UFH was switched off the day before and it's still off now. He did say that the compound dried kind of quick, but I don't know exactly why as the heating was off and the floor was cold the night before. What else can be done apart from the feather finish? Any suggestions on how to remove dried compound from the wall without having to paint again?
I had a look online for feather finish product and most of them are compatible with UFH. Why do you say it shouldn't be used?
You can't use feather finish on UFH it's to weak When the UFH is on the lvt will try to expand and pull on the adhesive which will intern pull on the feather which will just peel off the floor That's the floor fooked and start again
A lot of products say you do certain things with them but All tec sheets will only say what their product does and can do not what happens when you do something else afterwards
It doesn't look to bad in my opinion, the photo is problably not the best representation, but there are some places where the compound wasn't pushed enough and it kind of dipping..
Have you got a long spirt level or something straight andown long you can lay over the surface On even just rub your hands over it.

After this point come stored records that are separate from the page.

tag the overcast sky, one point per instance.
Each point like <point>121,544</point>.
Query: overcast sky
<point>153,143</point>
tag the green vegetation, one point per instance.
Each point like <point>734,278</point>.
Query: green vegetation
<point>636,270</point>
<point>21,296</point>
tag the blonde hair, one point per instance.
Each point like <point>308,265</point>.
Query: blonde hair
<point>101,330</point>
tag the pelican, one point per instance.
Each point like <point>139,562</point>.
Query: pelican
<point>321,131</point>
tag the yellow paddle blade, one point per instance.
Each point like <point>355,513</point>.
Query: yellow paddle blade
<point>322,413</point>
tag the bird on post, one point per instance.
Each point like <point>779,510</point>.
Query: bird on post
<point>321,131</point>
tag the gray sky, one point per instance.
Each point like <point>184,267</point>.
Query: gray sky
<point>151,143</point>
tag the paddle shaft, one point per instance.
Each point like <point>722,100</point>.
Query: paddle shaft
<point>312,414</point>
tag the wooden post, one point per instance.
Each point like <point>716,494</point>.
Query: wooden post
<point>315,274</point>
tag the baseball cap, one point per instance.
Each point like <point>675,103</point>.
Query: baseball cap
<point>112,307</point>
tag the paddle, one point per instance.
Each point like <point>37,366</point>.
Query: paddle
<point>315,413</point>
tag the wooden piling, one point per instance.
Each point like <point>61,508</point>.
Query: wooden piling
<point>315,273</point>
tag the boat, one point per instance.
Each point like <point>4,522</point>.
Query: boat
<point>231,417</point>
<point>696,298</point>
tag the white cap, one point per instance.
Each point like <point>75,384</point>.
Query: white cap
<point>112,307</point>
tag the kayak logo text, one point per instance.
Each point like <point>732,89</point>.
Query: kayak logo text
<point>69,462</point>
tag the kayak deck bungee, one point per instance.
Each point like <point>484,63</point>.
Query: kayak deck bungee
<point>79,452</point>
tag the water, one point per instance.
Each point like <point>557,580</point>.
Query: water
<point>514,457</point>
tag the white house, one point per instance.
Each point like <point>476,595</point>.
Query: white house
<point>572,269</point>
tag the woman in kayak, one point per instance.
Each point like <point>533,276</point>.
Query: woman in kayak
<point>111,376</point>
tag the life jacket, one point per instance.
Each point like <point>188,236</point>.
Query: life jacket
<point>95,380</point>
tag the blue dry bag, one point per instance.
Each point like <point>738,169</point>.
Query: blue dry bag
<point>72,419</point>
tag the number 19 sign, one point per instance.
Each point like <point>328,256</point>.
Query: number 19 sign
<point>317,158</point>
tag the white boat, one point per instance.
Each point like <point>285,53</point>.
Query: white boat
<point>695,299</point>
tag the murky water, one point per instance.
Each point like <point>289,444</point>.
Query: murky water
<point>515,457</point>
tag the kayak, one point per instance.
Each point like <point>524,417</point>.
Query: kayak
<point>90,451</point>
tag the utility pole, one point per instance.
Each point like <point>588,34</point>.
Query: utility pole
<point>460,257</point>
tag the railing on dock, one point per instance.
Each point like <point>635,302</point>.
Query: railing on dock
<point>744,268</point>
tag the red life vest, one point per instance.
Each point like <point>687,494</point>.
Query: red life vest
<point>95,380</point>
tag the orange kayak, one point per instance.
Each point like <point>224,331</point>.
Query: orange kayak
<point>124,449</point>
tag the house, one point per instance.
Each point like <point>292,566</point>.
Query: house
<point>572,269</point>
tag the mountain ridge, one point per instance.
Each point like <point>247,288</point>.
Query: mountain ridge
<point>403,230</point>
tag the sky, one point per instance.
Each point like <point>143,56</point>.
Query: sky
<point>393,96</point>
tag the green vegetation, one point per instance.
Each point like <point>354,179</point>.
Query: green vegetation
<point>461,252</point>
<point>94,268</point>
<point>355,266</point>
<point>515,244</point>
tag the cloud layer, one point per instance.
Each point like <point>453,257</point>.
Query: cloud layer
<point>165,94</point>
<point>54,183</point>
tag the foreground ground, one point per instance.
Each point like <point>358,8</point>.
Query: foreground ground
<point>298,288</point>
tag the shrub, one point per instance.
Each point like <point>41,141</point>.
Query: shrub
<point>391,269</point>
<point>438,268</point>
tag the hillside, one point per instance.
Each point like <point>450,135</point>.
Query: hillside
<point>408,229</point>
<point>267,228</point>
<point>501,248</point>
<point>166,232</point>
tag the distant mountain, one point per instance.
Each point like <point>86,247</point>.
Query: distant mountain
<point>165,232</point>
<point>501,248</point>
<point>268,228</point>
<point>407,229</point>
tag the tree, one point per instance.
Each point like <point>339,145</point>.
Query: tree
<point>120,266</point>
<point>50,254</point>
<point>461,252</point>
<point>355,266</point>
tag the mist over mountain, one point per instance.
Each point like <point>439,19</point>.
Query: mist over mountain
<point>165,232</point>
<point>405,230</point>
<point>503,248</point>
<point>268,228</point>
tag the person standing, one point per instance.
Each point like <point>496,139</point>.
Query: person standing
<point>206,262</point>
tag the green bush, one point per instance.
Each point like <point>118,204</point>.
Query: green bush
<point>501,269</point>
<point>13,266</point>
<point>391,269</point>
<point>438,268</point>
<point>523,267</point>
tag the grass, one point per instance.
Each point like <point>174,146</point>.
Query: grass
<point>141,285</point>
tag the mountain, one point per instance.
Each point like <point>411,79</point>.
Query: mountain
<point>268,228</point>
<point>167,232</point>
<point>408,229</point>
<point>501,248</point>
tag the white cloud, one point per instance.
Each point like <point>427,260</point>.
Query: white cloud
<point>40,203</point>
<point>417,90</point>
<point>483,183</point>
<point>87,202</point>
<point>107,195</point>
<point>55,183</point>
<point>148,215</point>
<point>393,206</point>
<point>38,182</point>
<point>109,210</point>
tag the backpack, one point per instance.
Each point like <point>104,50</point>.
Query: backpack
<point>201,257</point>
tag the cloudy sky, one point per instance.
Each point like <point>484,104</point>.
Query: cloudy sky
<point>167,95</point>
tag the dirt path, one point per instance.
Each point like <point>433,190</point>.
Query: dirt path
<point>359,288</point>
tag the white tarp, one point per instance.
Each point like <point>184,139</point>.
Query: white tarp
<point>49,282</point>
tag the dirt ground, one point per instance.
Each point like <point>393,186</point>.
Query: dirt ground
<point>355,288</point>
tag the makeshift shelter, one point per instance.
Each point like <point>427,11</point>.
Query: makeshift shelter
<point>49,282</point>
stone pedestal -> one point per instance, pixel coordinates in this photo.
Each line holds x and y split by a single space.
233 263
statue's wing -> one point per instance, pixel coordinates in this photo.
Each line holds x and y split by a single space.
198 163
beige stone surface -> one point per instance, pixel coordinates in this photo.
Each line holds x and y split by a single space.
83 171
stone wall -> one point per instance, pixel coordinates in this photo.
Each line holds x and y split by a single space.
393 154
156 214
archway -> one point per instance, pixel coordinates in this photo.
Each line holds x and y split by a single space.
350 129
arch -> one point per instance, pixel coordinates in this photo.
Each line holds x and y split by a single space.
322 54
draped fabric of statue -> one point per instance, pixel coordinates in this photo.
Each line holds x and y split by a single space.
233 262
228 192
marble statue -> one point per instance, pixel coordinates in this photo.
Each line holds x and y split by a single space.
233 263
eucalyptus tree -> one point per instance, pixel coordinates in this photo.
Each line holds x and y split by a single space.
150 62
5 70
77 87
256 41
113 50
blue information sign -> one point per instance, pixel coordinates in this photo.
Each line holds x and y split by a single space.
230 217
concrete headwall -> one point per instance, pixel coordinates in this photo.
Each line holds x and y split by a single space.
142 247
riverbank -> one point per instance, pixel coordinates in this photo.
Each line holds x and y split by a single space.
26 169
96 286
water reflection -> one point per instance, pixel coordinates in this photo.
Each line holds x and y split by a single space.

That'll give you a good idea how smooth it is. Everything will show through the the lvt especially if you have natural light shinning across the floor
That's how I've noticed a couple of dippings, when I felt it my hand..I'm not going to lay the LVT yet. should it still be primed after sanding or wait till just before I lay the LVT?
Hoover it let the dust settle hoover again prime it twice mixed to the correct ration Or just get it screeded aging property
I agree, but don't tell my wife that as she's painted that wall and it's the last thing I want to do, again. Guy come back, sanded it, didn't prime it, apparently the feather finish wasn't included in the price and we did mention after doing the job that the 1200 isn't self leveling.. I was looking to get Karndeen Van Gogh Macrocapra, is it any good, does anyone recommend something similar?
for some reason this contractor said he would recomment pressure sensitive adhesive instead of HT, what do you think?